Zichem is a village of the town of Scherpenheuvel-Zichem in the Belgian province of Flemish Brabant. Zichem was an independent municipality until the municipal redistribution of 1977. Zichem is on the list of The most beautiful villages in Flanders as the most beautiful village of Flemish Brabant.

History 
Zichem belonged to Maria van Loon-Heinsberg, who was a descendant of the Counts of Loon. After her marriage in 1440 to Jan IV of Nassau, Zichem became part of the county of Nassau-Dillenburg.

Before the outbreak of the Eighty Years' War, Zichem was a thriving town. During the siege of Zichem in 1578 by Alexander Farnese, almost the entire garrison was killed. In 1580, Zichem was hit by an earthquake which toppled the castle's keep. On October 8, the Staatsen retook Zichem. In 1599, a large ignited city fire put a permanent end to the town, and the town was destroyed by the fire.

Geography 
The Demer(river) that flows through the city forms the border between the Kempen region in the north and the Hageland region in the south.

Sights to see 

 the Market Square, a copy of the village squares in Provence
 The 
 The 
 The birthplace of Ernest Claes
 the Witpeerd - a toll house built in 1617 to collect tolls on shipping traffic on the Demer.

Zichem and Ernest Claes 
Zichem is the birthplace of Ernest Claes, one of Flanders' most widely read writers in the second half of the 20th century.His birthplace is now a museum.

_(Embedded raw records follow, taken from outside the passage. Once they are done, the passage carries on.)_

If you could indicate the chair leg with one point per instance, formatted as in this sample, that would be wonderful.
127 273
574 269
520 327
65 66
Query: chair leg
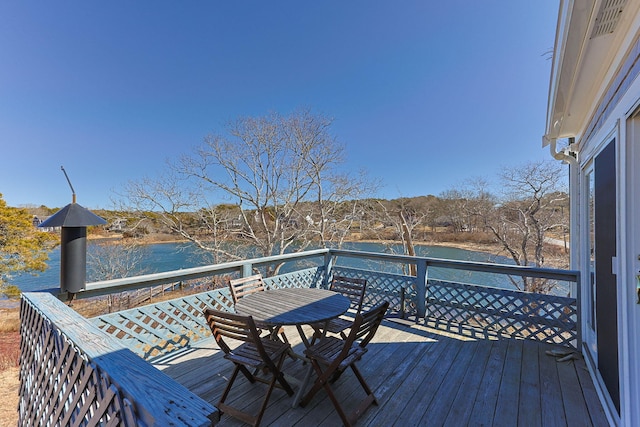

Zichem is also very well known for the book De Witte van Ernest Claes, which was later filmed several times.

Television Series 
The television series Wij, Heren van Zichem was based on several conjoined stories by Ernest Claes. Some of the filming for the series took place in the city.

Two films were also made "De Witte" (1934) by Jan Vanderheyden with a.o. Jef Bruyninckx, and "De Witte van Sichem" by Robbe De Hert (1980).

born in Zichem 

Ernest Claes (1885-1968), writer

Peter Jan Beckx(1795-1887), superior of the Jesuits.